If Wright did that, Herbert promised to round up political and financial support. Wright left the meeting noncommittal, but the rumor that he would be dropping out began bouncing around political circles within days.

Then after a poll showed Wright trailing the rest of the field last week, Herbert invited Wright for another round of Hires milkshakes and again made a pitch to get out of the race and support Cox — although this time Herbert walked back his previous commitment to rally support.

I reached out to Wright. He would not address what happened in the meetings, but says there’s no way he’s dropping out.

“I have no intention of getting out of this race. I never have. I’m in it to win it,” Wright said. “I know what kind of race I’m running. It’s me against three professional politicians, but I believe my message will win in the end.”

The governor’s chief of staff, Justin Harding, sent my colleague Taylor Stevens a lengthy statement about how the governor and Wright are long-time friends but it can be distilled down to: "The topics they might discuss as part of their social and private interactions are just that, private.”

You’ll note neither side is denying the meetings took place.

There are a few takeaways to be had here.

While we don’t know exactly what kind of support Herbert may have offered to Wright as an incentive to get out of the race, firm commitments of funding or an endorsement could violate Utah law. Utah Code 20A-9-204 makes it a class B misdemeanor for anyone to “promise to pay or reward another in any manner or form for the purpose of inducing that person to be, or to refrain from or cease being a candidate.”

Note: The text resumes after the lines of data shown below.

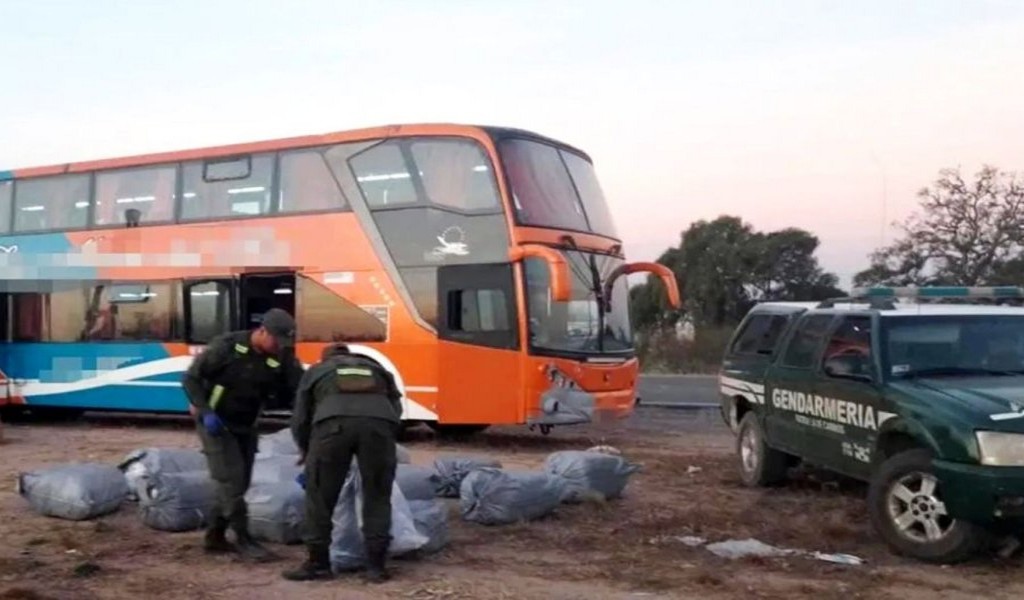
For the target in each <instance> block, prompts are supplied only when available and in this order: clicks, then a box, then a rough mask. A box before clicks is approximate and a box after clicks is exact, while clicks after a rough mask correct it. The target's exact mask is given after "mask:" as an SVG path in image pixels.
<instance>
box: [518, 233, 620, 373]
mask: <svg viewBox="0 0 1024 600" xmlns="http://www.w3.org/2000/svg"><path fill="white" fill-rule="evenodd" d="M560 252H561V254H562V255H563V257H564V258H565V261H566V263H567V264H568V267H569V278H570V282H571V290H570V298H569V300H568V301H567V302H555V301H554V300H553V299H552V298H551V285H550V276H551V274H550V269H549V267H548V265H547V263H546V262H544V261H543V260H542V259H539V258H527V259H526V260H524V261H523V269H522V273H523V285H524V289H525V295H526V307H525V314H526V319H527V332H528V337H529V351H530V353H531V354H536V355H554V356H563V357H569V358H586V357H588V356H599V355H600V356H613V357H621V358H624V359H626V358H630V357H632V356H633V355H634V354H635V348H634V338H633V330H632V326H631V324H630V294H629V285H628V283H627V277H618V280H617V281H615V282H614V284H612V288H611V298H610V300H611V303H610V307H608V310H606V309H605V307H606V301H605V299H604V298H602V294H601V290H602V289H603V285H604V282H605V281H606V280H607V277H608V275H609V274H610V273H611V272H612V271H613V270H614V269H615V268H616V267H618V266H620V265H622V264H623V263H624V260H623V259H621V258H618V257H615V256H611V255H607V254H601V253H596V252H587V251H582V250H569V249H562V250H560Z"/></svg>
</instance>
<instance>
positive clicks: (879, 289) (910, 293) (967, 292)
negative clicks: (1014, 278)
mask: <svg viewBox="0 0 1024 600" xmlns="http://www.w3.org/2000/svg"><path fill="white" fill-rule="evenodd" d="M897 298H912V299H918V300H921V299H959V300H980V299H992V300H1005V299H1018V300H1020V299H1024V288H1019V287H1016V286H989V287H984V286H933V287H924V288H913V287H903V288H889V287H874V288H854V289H853V290H852V291H851V294H850V296H849V297H846V298H829V299H827V300H823V301H822V302H821V303H819V304H818V308H833V307H835V306H836V304H840V303H850V304H865V303H866V304H868V305H869V306H870V307H871V308H874V309H878V310H893V309H895V308H896V303H895V300H896V299H897Z"/></svg>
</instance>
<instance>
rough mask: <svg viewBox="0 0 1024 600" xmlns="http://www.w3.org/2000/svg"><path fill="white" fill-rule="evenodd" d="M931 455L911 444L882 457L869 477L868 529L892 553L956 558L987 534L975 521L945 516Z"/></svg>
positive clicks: (921, 555)
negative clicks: (907, 448) (911, 447)
mask: <svg viewBox="0 0 1024 600" xmlns="http://www.w3.org/2000/svg"><path fill="white" fill-rule="evenodd" d="M942 491H943V490H942V485H941V483H940V482H939V480H938V478H937V477H936V476H935V473H934V471H933V469H932V454H931V453H930V452H929V451H928V449H925V448H913V449H908V451H904V452H902V453H899V454H898V455H896V456H894V457H892V458H890V459H888V460H887V461H886V462H885V463H883V464H882V466H881V467H880V468H879V470H878V471H877V472H876V473H874V475H873V477H872V478H871V482H870V487H869V489H868V492H867V511H868V514H869V516H870V519H871V524H872V525H873V527H874V530H876V531H878V532H879V534H880V535H881V537H882V539H883V540H884V541H885V542H886V544H888V545H889V547H890V548H892V549H893V551H895V552H896V553H897V554H901V555H904V556H910V557H912V558H916V559H918V560H923V561H927V562H936V563H947V564H948V563H955V562H962V561H964V560H967V559H969V558H971V557H972V556H973V555H975V554H976V553H977V552H978V551H980V550H981V548H982V547H983V546H984V544H985V543H986V542H987V540H988V537H987V534H986V533H985V531H984V530H983V529H982V528H980V527H978V526H977V525H975V524H973V523H970V522H968V521H964V520H958V519H954V518H952V517H950V516H949V515H948V514H947V513H946V506H945V504H944V503H943V501H942Z"/></svg>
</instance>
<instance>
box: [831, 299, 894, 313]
mask: <svg viewBox="0 0 1024 600" xmlns="http://www.w3.org/2000/svg"><path fill="white" fill-rule="evenodd" d="M837 304H867V305H868V306H869V307H870V308H873V309H877V310H892V309H894V308H896V303H895V302H893V300H892V298H886V297H871V298H864V297H863V296H857V295H852V296H849V297H846V298H829V299H827V300H822V301H821V302H819V303H818V308H835V307H836V305H837Z"/></svg>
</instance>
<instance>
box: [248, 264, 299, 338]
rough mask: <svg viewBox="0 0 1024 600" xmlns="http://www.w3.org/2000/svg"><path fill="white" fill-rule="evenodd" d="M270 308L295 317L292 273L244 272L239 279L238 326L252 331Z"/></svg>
mask: <svg viewBox="0 0 1024 600" xmlns="http://www.w3.org/2000/svg"><path fill="white" fill-rule="evenodd" d="M271 308H281V309H284V310H287V311H288V313H289V314H291V315H293V316H294V315H295V273H294V272H285V273H247V274H243V275H240V276H239V319H240V323H239V326H240V328H241V329H244V330H252V329H256V328H258V327H259V326H260V324H261V323H263V313H264V312H266V311H267V310H270V309H271Z"/></svg>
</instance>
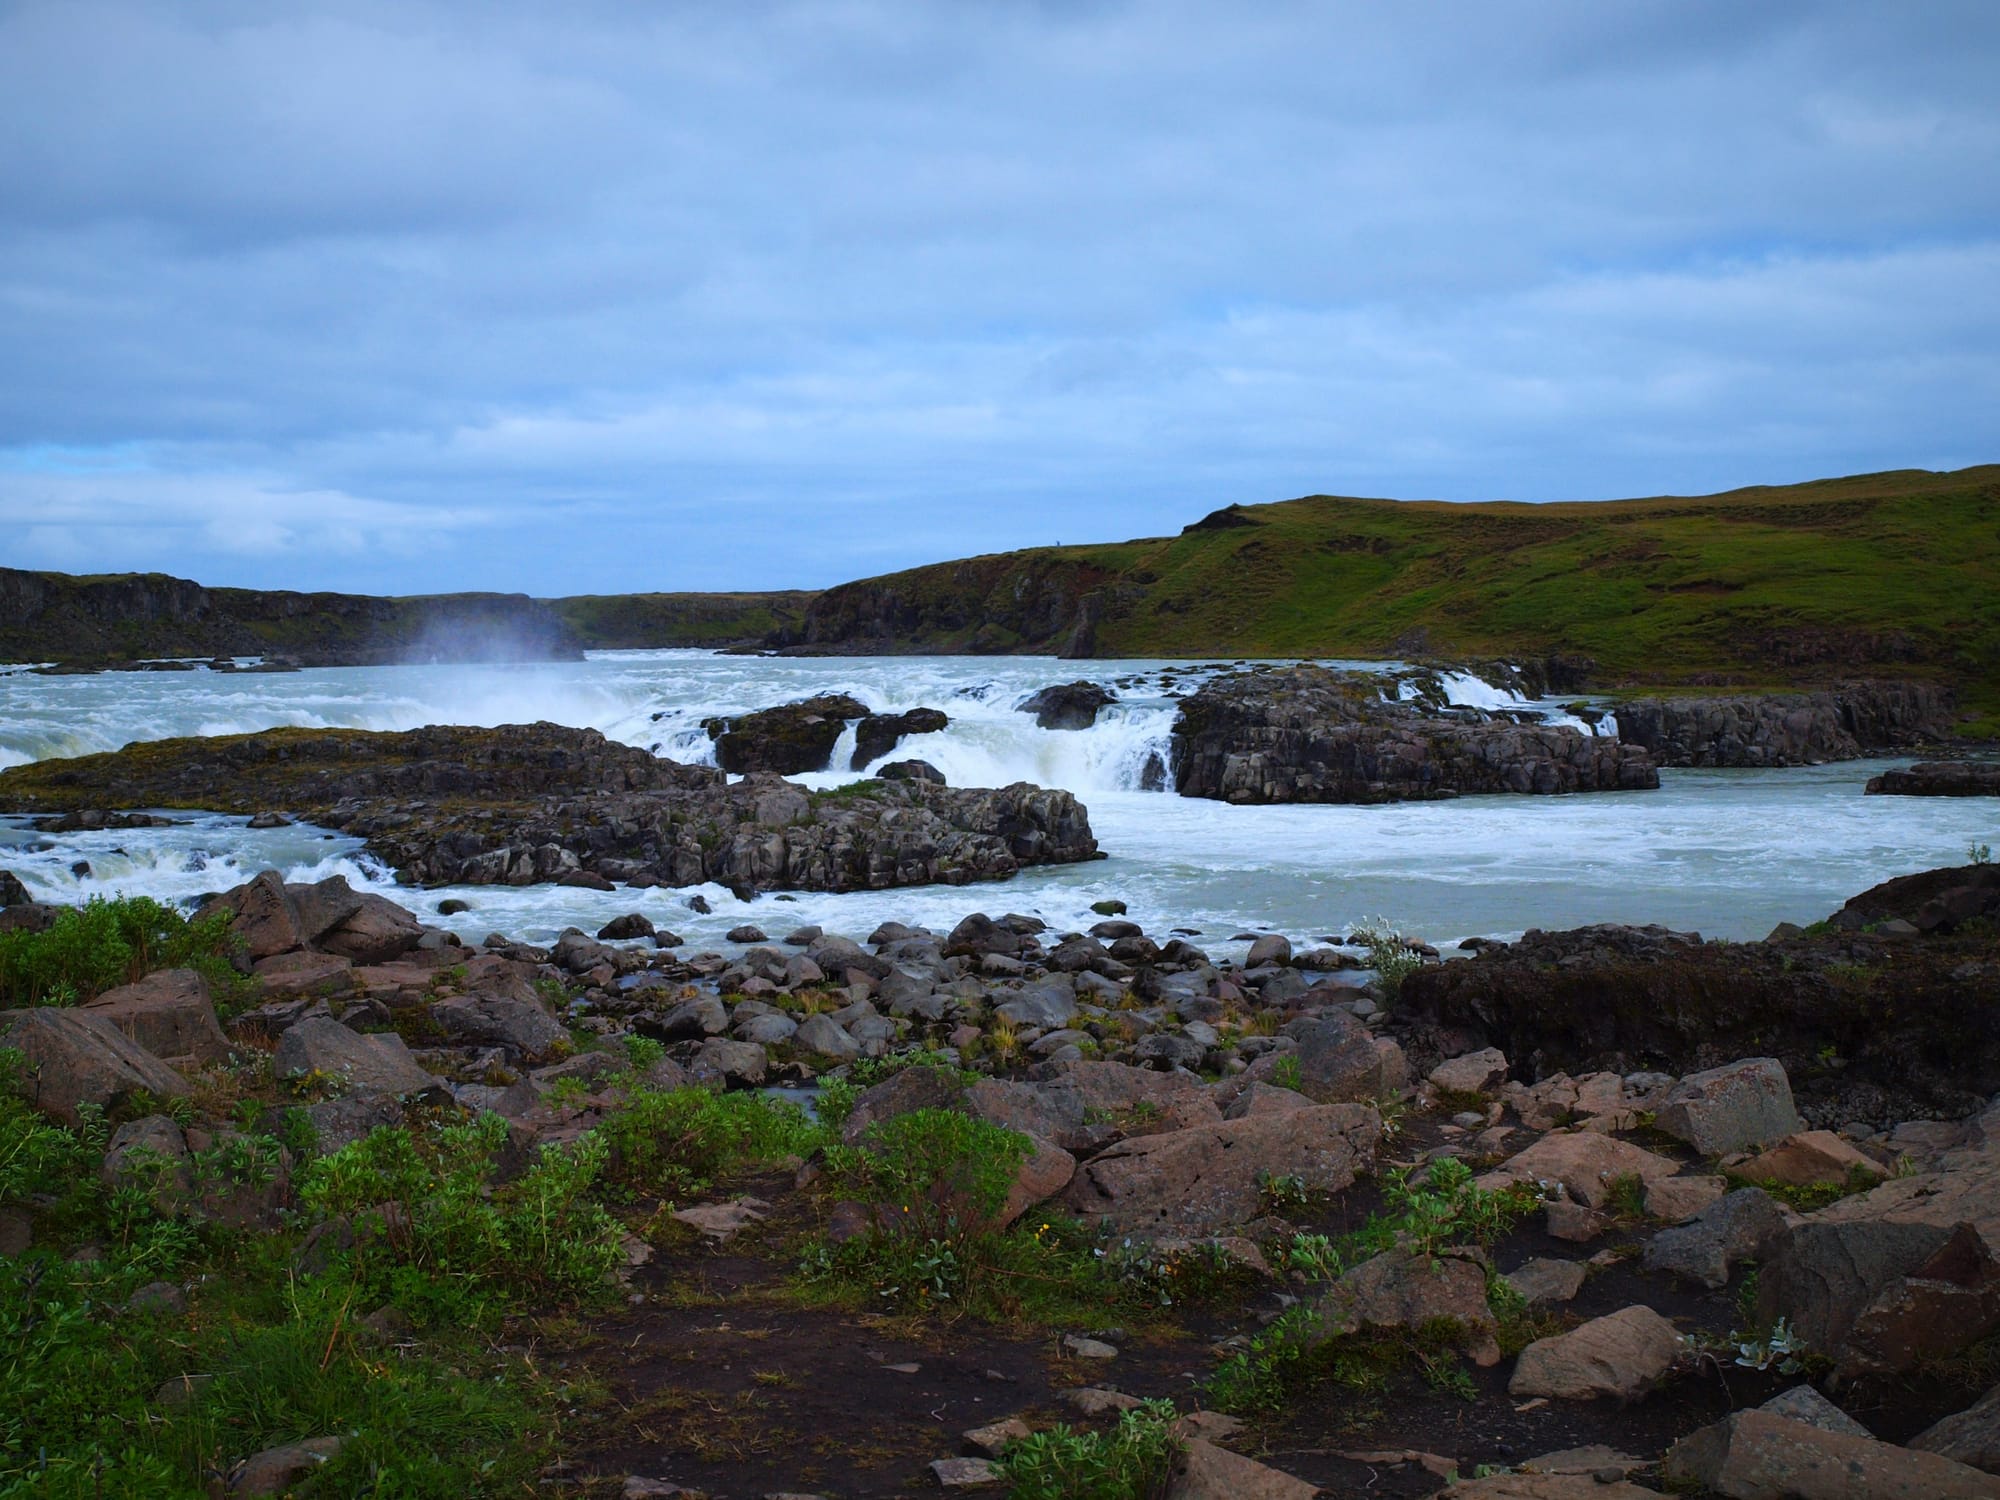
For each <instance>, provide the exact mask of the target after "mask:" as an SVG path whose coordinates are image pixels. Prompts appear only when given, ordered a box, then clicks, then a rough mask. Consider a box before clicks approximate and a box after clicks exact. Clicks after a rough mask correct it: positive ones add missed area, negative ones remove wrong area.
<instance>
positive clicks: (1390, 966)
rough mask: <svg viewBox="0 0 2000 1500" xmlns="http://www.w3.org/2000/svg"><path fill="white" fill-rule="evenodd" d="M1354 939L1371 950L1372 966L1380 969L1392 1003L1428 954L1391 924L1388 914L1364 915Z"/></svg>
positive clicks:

We’ve seen this before. A candidate for treasurer in 2008 offered a competitor a job if the competitor would drop out. The candidate pleaded guilty and agreed to pay a small fine and do community service.

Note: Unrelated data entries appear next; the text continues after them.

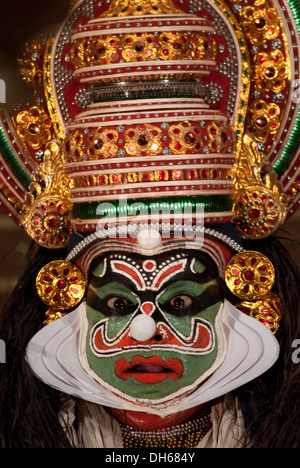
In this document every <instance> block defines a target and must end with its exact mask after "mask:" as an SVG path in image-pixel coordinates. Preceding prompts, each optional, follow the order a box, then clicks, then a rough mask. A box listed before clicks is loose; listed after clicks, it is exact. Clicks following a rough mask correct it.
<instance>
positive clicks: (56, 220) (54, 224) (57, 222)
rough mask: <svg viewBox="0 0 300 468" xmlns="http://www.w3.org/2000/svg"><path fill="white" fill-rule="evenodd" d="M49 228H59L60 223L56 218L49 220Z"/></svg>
mask: <svg viewBox="0 0 300 468" xmlns="http://www.w3.org/2000/svg"><path fill="white" fill-rule="evenodd" d="M47 226H48V227H50V228H56V227H57V226H58V221H57V219H55V218H50V219H48V220H47Z"/></svg>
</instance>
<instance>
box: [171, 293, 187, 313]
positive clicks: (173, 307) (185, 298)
mask: <svg viewBox="0 0 300 468" xmlns="http://www.w3.org/2000/svg"><path fill="white" fill-rule="evenodd" d="M192 304H193V298H192V297H190V296H188V295H186V294H180V295H176V296H174V297H172V299H170V301H169V306H171V307H172V308H174V309H180V310H184V309H187V308H189V307H191V305H192Z"/></svg>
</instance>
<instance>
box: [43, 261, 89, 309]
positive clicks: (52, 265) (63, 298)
mask: <svg viewBox="0 0 300 468" xmlns="http://www.w3.org/2000/svg"><path fill="white" fill-rule="evenodd" d="M85 284H86V283H85V277H84V275H83V274H82V273H81V271H80V270H79V268H78V267H77V266H76V265H74V264H73V263H70V262H66V261H65V260H54V261H53V262H50V263H48V264H47V265H45V266H44V267H43V268H42V269H41V271H40V272H39V274H38V276H37V278H36V289H37V292H38V295H39V296H40V298H41V299H42V301H43V302H44V303H45V304H47V305H48V306H49V307H50V308H51V309H52V310H54V311H62V310H68V309H73V308H74V307H75V306H77V305H78V304H79V303H80V301H81V300H82V298H83V296H84V292H85Z"/></svg>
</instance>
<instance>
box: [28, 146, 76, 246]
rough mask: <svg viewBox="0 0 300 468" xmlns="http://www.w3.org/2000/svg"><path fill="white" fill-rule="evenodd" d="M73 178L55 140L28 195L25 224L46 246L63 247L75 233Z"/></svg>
mask: <svg viewBox="0 0 300 468" xmlns="http://www.w3.org/2000/svg"><path fill="white" fill-rule="evenodd" d="M70 185H71V184H70V181H69V179H68V177H67V176H66V175H65V173H64V171H63V169H62V166H61V156H60V152H59V147H58V145H57V144H56V143H54V142H51V143H49V144H48V146H47V149H46V151H45V153H44V160H43V162H42V163H41V165H40V166H39V168H38V170H37V172H36V173H35V174H34V177H33V182H32V183H31V184H30V186H29V192H27V193H26V196H25V205H24V208H23V211H22V215H23V220H22V225H23V227H24V229H25V230H26V232H27V234H29V236H30V237H31V238H32V239H33V240H34V241H35V242H36V243H38V244H39V245H42V246H43V247H46V248H54V249H57V248H62V247H65V246H66V245H67V244H68V241H69V238H70V235H71V233H72V227H71V219H72V204H71V203H70Z"/></svg>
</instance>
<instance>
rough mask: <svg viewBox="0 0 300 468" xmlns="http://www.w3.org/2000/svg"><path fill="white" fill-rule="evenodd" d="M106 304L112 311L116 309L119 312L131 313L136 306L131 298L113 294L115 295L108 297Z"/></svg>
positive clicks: (123, 312) (122, 312) (115, 310)
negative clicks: (128, 298) (131, 300)
mask: <svg viewBox="0 0 300 468" xmlns="http://www.w3.org/2000/svg"><path fill="white" fill-rule="evenodd" d="M106 306H107V307H108V308H109V309H110V310H111V311H114V312H116V313H118V312H121V313H126V312H128V313H129V312H130V311H131V309H132V308H133V307H134V304H133V303H132V302H131V301H130V300H128V299H126V298H125V297H122V296H113V297H110V298H108V299H106Z"/></svg>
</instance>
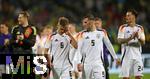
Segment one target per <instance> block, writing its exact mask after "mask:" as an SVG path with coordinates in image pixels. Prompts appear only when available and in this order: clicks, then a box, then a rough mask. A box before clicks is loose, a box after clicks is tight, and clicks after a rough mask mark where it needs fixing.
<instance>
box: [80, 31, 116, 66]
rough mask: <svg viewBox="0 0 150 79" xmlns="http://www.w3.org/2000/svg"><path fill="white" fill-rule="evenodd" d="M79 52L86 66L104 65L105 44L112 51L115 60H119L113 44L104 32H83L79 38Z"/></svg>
mask: <svg viewBox="0 0 150 79" xmlns="http://www.w3.org/2000/svg"><path fill="white" fill-rule="evenodd" d="M78 37H79V39H78V50H79V51H80V53H81V55H82V60H83V63H85V64H91V63H92V64H97V63H101V64H102V57H103V43H105V45H106V47H107V48H108V50H109V51H110V53H111V55H112V56H113V58H114V59H116V58H117V56H116V54H115V51H114V49H113V47H112V44H111V42H110V41H109V39H108V36H107V33H106V31H104V30H100V31H97V30H95V31H93V32H86V31H84V32H82V33H80V35H79V36H78Z"/></svg>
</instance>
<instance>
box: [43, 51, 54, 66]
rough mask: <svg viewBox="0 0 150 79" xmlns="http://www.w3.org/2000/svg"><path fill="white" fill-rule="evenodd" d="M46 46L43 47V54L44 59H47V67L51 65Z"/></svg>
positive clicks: (50, 58) (50, 65)
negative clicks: (45, 47)
mask: <svg viewBox="0 0 150 79" xmlns="http://www.w3.org/2000/svg"><path fill="white" fill-rule="evenodd" d="M48 50H49V49H48V48H45V50H44V53H45V54H44V56H45V57H46V59H47V62H48V63H47V64H48V66H49V67H51V66H52V64H51V57H50V55H49V53H48Z"/></svg>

I doubt we’ll see Herbert in an orange vest picking up trash on the side of the road, but it shows a real sloppiness on his part and a willingness, again, to use his clout for political purposes — remember when “Available Jones” offered lobbyists private speed-dating-style meetings with clients who donated to his campaign?

And it appears that it’s kind of what Team Herbert does. Jonathan Johnson, who lost to Herbert four years ago in a primary, told me Wednesday of a meeting a year before the 2016 convention where Zions Bank President Scott Anderson, then Herbert’s finance chairman, and pollster Dan Jones tried to convince him he couldn’t win and urged him to get out of the race and run against Lee.

It’s a bad look, compounded some by the cloud cast by questionable no-bid COVID contracts coming out of his office.

Second, how does Lee feel about this whole thing? It was an open secret four years ago that some business leaders, including Anderson, were trying to recruit someone to challenge Lee. But these kind of fissures among Utah Republican leaders typically aren’t dragged out into the daylight like this. It’s a slap in Lee’s face.

Moreover, it’s a political miscalculation. With a lame-duck governor, a toss-up race to replace him and a junior senator in Mitt Romney whose support in the Republican Party is shaky, Lee, right now, is the most powerful — even if not well-liked — member of the party.

Finally, it reiterates what we all know on some level: This will be a really, really tight primary. It’s unlikely that Herbert would have risked the story coming out — which of course it would — if the Cox team didn’t sense this is going to be a very close primary and they would benefit from Wright not being in the mix.

It’s politics as usual, applying the principles of physics in hopes of lifting one candidate above the rest. And with a month to go in a race this close, it’s likely not the last lesson Utah voters will get.

Editor’s note • Gubernatorial candidate Jon Huntsman is a brother of Paul Huntsman, chairman of The Salt Lake Tribune’s nonprofit board.